Returns 5 properties. Quietly captures €250/night as profile pref for future trips.
Refinement chips also include: chain hotel · use loyalty (connect Gmail).
Refinement chips, not more questions.
Once results are on screen, additional preferences become one-tap filters. Each chip is generated from Tier 2/3 data points that weren't resolved up front. Tapping a chip re-ranks instantly.
Example refinement row — after Lisbon hotel results
Generated dynamically from the Tier 2/3 data points that are still unresolved. The user taps any; the engine re-ranks without a chat turn.
Four open questions, answered.
Once the tier model and engine flow are agreed, these four questions decide how the system actually behaves at the edges. Each has a recommended approach — the rest of the product is built on top of these choices.
Tier 0 acts as a binary gate — no match, no result. Tier 1–3 contribute to an additive score, weighted by tier. Loyalty status with the property's brand adds a separate stack bonus because using existing rewards is the highest-value match.

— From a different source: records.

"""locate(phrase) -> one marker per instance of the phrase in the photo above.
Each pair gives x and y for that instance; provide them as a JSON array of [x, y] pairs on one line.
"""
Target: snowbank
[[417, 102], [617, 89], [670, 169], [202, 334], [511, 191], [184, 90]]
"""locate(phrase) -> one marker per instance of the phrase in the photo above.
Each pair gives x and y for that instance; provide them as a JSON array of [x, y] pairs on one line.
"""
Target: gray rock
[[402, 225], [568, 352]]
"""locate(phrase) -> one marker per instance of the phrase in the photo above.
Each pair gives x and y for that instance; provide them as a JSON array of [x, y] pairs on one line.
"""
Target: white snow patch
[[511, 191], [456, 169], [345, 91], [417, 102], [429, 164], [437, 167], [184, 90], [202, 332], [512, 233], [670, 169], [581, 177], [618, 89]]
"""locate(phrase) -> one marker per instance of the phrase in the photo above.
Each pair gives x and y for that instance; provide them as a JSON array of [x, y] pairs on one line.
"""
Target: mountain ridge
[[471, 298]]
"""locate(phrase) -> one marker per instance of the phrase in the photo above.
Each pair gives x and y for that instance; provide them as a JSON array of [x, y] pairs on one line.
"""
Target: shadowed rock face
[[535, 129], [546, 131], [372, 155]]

- Tier 1 match: +10 · Tier 1 conflict: −5
- Tier 2 match: +3
- Tier 3 match: +1
- Loyalty stack: +15 if user has status with the brand
- Normalize to 0–100% match score · always show "why" reasoning with each result
Defaults are bias-free by design. If the engine guesses wrong, the cost should be a less-personalized result — never a recommendation that violates an implicit preference.
| Unknown | Default behavior |
|---|---|
| Budget | Company travel policy cap; mid-tier if no policy |
| Loyalty | Best total value · no brand bias · surface "connect Gmail" chip |
| Trip purpose | Business (Edge default for the whole product) |
| Location anchor | City center / business district |
| Hotel type | Mixed — no chain or boutique bias |
| Cabin class | Economy short-haul (<4hr) · policy-based long-haul |
| Direct preference | Show both, rank by total travel time |
| Time of day | Mid-day (lowest variance, fewest dealbreaker conflicts) |
The user is here, talking, in this moment. Their query is the strongest signal. But Edge surfaces what's being ignored — quietly, with a one-tap recovery.
- Explicit query overrides profile preference, but only for this trip
- Profile is updated only on repeat behavior or explicit confirmation, never from one-off queries
- Edge shows a small note disclosing the conflict, plus a chip to reverse
- Dealbreakers still apply unless explicitly waived (see Decision 04)
A user who said "no red-eyes" and sees a red-eye in their results loses trust instantly. Dealbreakers are absolute by definition. But edge cases need a path that respects the user's autonomy.
Dealbreaker matches are excluded from results entirely. Never shown, never ranked low.
If filtering would return zero results, Edge stops and asks: "No non-red-eye options for that day. Want me to show red-eyes anyway, or look at different dates?"
The only way a dealbreaker is crossed is by the user choosing to cross it — never by Edge deciding to ignore it.
These decisions are load-bearing for the entire experience.
Scoring determines what users see first. Defaults determine what they see when Edge doesn't know much. Conflict handling determines whether Edge feels like an EA or a paternalistic system. Dealbreakers determine whether trust survives the first bad result. Get these four right and the product feels coherent. Get any one wrong and users will notice.
Three things this design is built around.
The question budget
Every follow-up costs trust. The engine treats questions as scarce, not free. If the profile is rich, the user gets results in zero questions. If thin, three is the maximum before something is shown.
Not all data is equal
A budget cap moves results more than a gym preference. The engine ranks every parameter by impact and asks in order. The bottom three tiers fill in over time without anyone noticing.
Filters > questions
After results show, additional preferences become one-tap chips. The user filters by tapping, not by answering. Every tap also teaches the profile for next time.
Learn by use
Tier 4 and most of Tier 3 are captured silently when the user mentions them, taps refinement chips, or makes a booking. The profile gets richer every session without surveys.